In Thailand, Peru, Nigeria issues around having sex at saunas, outside of the home, not feeling able to talk about HIV status and using alcohol and drugs were respectively all associated with higher risk of contracting HIV. Support and programmes were being factored into these settings in response to the research findings. In Australia, while many gay men used risk reduction strategies including condoms, disclosure/serosorting, strategic positioning (eg. being only the top when not using condoms), withdrawing before ejaculation, risk reduction strategies were least likely to be used by HIV- men when having sex with men they believed to be HIV- or with untested regular parters. This is clearly a major issue, which also came up in the final presentation.
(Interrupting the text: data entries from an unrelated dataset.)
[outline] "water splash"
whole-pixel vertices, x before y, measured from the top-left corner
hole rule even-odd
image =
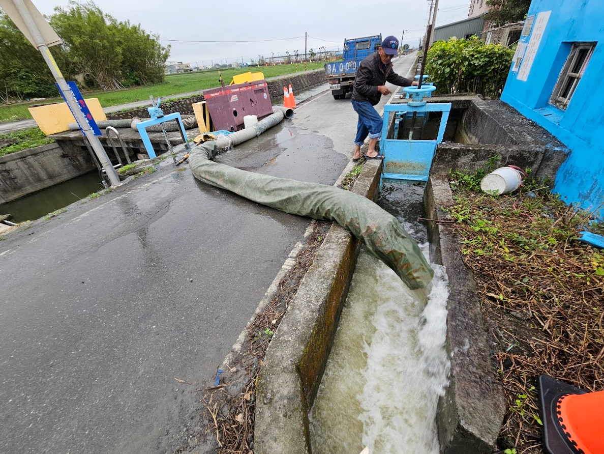
[[[438,453],[448,291],[442,267],[433,266],[429,292],[413,291],[381,262],[359,256],[311,409],[313,454],[364,446],[372,454]]]

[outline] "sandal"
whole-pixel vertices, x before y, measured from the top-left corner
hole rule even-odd
[[[384,155],[377,155],[374,156],[373,158],[371,156],[367,156],[367,155],[363,155],[363,157],[367,160],[375,159],[379,161],[384,160]]]

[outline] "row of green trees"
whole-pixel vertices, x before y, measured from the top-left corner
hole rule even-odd
[[[426,74],[437,92],[481,93],[498,98],[514,51],[498,44],[485,44],[477,37],[437,41],[428,52]]]
[[[140,24],[118,22],[92,1],[57,7],[48,19],[63,41],[51,51],[66,79],[101,90],[163,82],[170,47]],[[58,96],[39,52],[1,11],[0,62],[0,99]]]

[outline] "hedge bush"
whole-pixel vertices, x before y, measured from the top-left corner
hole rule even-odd
[[[428,52],[426,74],[440,93],[480,93],[498,98],[513,51],[476,37],[437,41]]]

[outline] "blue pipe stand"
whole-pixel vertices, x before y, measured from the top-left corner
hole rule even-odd
[[[380,148],[384,155],[382,175],[380,178],[380,189],[384,178],[393,180],[411,181],[427,181],[430,173],[432,161],[436,154],[436,148],[443,141],[445,129],[451,103],[427,103],[424,99],[436,89],[434,85],[407,86],[404,91],[410,97],[406,103],[387,104],[384,108],[384,124],[382,129],[382,139]],[[414,126],[419,122],[420,127],[427,124],[429,112],[442,113],[438,134],[435,139],[422,140],[413,138],[415,129],[409,130],[406,139],[397,138],[403,131],[405,121],[412,122]],[[400,133],[400,134],[399,134]]]
[[[149,126],[152,126],[153,125],[159,125],[161,123],[165,123],[165,122],[170,122],[174,120],[178,120],[178,125],[181,128],[181,135],[182,136],[182,140],[185,143],[185,146],[187,148],[187,150],[191,149],[188,141],[187,140],[187,133],[185,132],[185,125],[182,123],[182,118],[181,117],[180,113],[176,112],[173,114],[164,115],[164,112],[159,108],[159,103],[161,102],[161,98],[158,98],[157,104],[153,107],[149,108],[147,109],[147,111],[149,112],[149,115],[151,117],[150,120],[147,120],[144,122],[141,122],[140,123],[137,123],[137,129],[138,130],[138,133],[141,135],[141,138],[143,140],[143,143],[144,144],[145,148],[147,149],[147,154],[149,155],[149,158],[151,159],[157,157],[157,155],[155,154],[155,151],[153,149],[153,145],[151,144],[151,140],[149,139],[149,136],[147,133],[146,128]],[[167,136],[166,136],[166,140],[168,140]]]

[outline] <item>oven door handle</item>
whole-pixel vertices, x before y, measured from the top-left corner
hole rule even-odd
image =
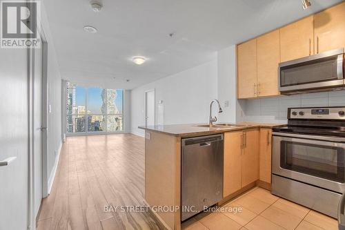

This interesting study compared levels of HIV in gay men in London and San Francisco, since there are clear similarities between the cities, but for some reason the rates of new infections and diagnoses are both now going down in SF, whereas in London they are stable or increasing. This is despite much better access to care and levels of people who have undetectable viral load in London. Some of the crucial issues seem to be that SF are down to 7% undiagnosed whereas London has only got down to 20% and there are more new infections being diagnosed in London (3 times as many as in SF). There are higher reported levels of unprotected sex amongst men who are (or think they are) HIV negative in London. We already know that in the UK, the majority of new infections come from people who don’t know they have HIV, but this comparison really struck home when you looked at the higher rates of STIs (and Hep C reinfection amongst HIV+gay men). There are also much higher levels of HIV disclosure in San Francisco, where there has been a long history of speaking about it publicly as a community (with 1 in 4 gay men living with HIV, versus 1 in 10 in London). Finally, although both cities have large populations of gay men who move to the city to live a gay life, London seems to have higher levels of people being diagnosed here (with 1 in 5 new diagnoses in 2011 being among people who were not born in the UK). The key points to address were to achieve higher levels of HIV testing and disclosure and to provide more information campaigns about risk and testing (THT’s recent ‘It Starts With Me’ campaigns were highlighted as a good example of where we should be going, in the conversation about untested versus positive and undetectable on treatment). Lisa Power raised a relevant point in the Q&A about the fact that SF has unified funding and prevention plan, driven by a city council that clearly prioritises HIV as a health issue, whereas London-wide council funding has been dismantled and needs to be reintroduced to achieve the necessary gains. For more info, check out Gus Cairns piece for aidsmap.
That’s all for Thursday’s sessions, as I mentioned earlier, I had tickets to the theatre for some downtime in the evening, and then it was on to the ‘No Pant No Problem‘ fundraiser party, which was as fun as it sounds (though do remember that it’s the American use of the term, so no trousers for those attending, rather than being underwear free!).
I’ll post the final day’s update tomorrow, hopefully after a good night’s sleep in my own bed tonight!